In documents from the late 13th century, where a castrum porta Fibellone is mentioned, the lord’s power is identified with the castle of Turin, even though it occupies a place on the margins of the town toward the Po River.
Prince Filippo I chose Pinerolo as his preferred residence for the Acaia court and wanted to use the castle of Turin as a military and diplomatic seat rather than his courtly residence. Documents mention, for example, preparations for an expedition to Val San Martino: the prince supported the expansionistic policy of his uncle, Amedeo V, and offered his fortress as a meeting place for Piedmont’s nobility.
Upkeep documented by the records of the officer Fredericus de Loyra bear witness to the existence of a defense structure, a castrum, part of the Roman gate. It was already mentioned one decade earlier in the concession treaty of the city that Marquis Guglielmo di Monferrato was forced to stipulate with Tommaso of Savoy, in 1280.
In the Middle Ages, the Roman gate underwent its first radical transformation when it was used to defend the city. The Roman arches were closed off and a fortalice alongside the towers was built. Porta Fibellona is the name given to the new passageway between the city and the countryside, open in the ancient walls alongside the south tower and still today partially visible from inside the palace, along the staircase that leads to the moat. This is the only medieval gate in Turin that has survived the city’s expansion: its round arch imitates Roman models and is part of a general phenomenon of rebirth and repurposing ancient structures.
The moat level of the museum displays one of the most interesting exhibits in Piedmont. Related to the patronage of Bishop Azzone, the work was found in l1854, as a new floor was being installed for the Cathedral of Santa Maria di Acqui, and is dated to between the second and third decade of the 12th century. The inscription celebrates the great Bishop Guido (Widone), who was actively engaged in building the Cathedral around the year 1000. Today the remains of the mosaic consist of thirteen fragments in black and white marble tiles laid on the original pinkish mortar. The panels depict scenes that are still difficult to identify.
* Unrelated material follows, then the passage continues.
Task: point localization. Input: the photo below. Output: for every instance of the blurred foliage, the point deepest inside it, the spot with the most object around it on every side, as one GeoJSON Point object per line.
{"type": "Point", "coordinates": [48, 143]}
The activity of artists in Piedmont during the 12th century is documented by the works on display on the moat level of the Museum. These include "Arnaldus," who signed a fragment from Oulx in Valle di Susa, and the anonymous "Maestro di Rivalta Torinese," also engaged in the Sacra di San Michele and on two column capitals with figures. The predilection of Romanesque sculptors for scenes with figures is expressed in works with different functions, like the portal lunettes, baptismal fonts, stoups, and reliefs intended for places of worship: several examples of this production can be admired along the itinerary inside the Medieval Lapidarium.
One of the most significant inventions of Romanesque culture, capitals with figures, as well as paintings, stained glass, and mosaics, transpose major stories from the Old and New Testament to the architecture of churches and monasteries. For example, those from the cloister of Sant'Orso in Aosta, an important testimony of sacred medieval art and among the most important works held in the Lapidarium.
As regards the palace during the early Middle Ages there is very little left, but we know that in the late 11th century, during the age of the city-states, the gate area was used for control and fiscal matters and outside the walls an encampment was built. Testimonies from this period can be found in the underground rooms of the Museum, which was once used for storage: a group of sculptures from Piedmont and series of fragments, which document the furnishings of the ancient Church of San Salvatore, a building that once stood where the Duomo di Torino is now located.
Palazzo Madama is a sort of captivating history book, with enigmatic pages. From the late Roman empire to the new millennium there is no information regarding the gate; excavations confirm a decline of the structures and only traces remain of the fortifications, surely destroyed by the 18th-century work on the façade, which went even deeper than the Roman level
Among the ruins discovered by Alfredo d'Andrade during his excavation campaign in the 1800s, which unearthed the foundations of the gate and some reliefs in marble with military scenes, was a funerary stone, now held at the Museum. An unknown Roman soldier, for whom this was sculpted, wanted the “Roman she-wolf” for the tympanum, a symbol of the home that he left
The history of the building at the center of Piazza Castello began in Roman times. The foundations of the current palace once opened up to one of the ancient entrances to the city of Augusta Taurinorum: this includes the east gate, made up of two towers with sixteen sides, which surrounded four arched entrances, two central ones for carts and wagons and two side ones for people on foot. Its size and shape were similar to those of the Porta Palatina to the north of the city. Heading toward the Book Shop and the exit, Museum visitors pass the ruins of the Roman wall that still can be seen.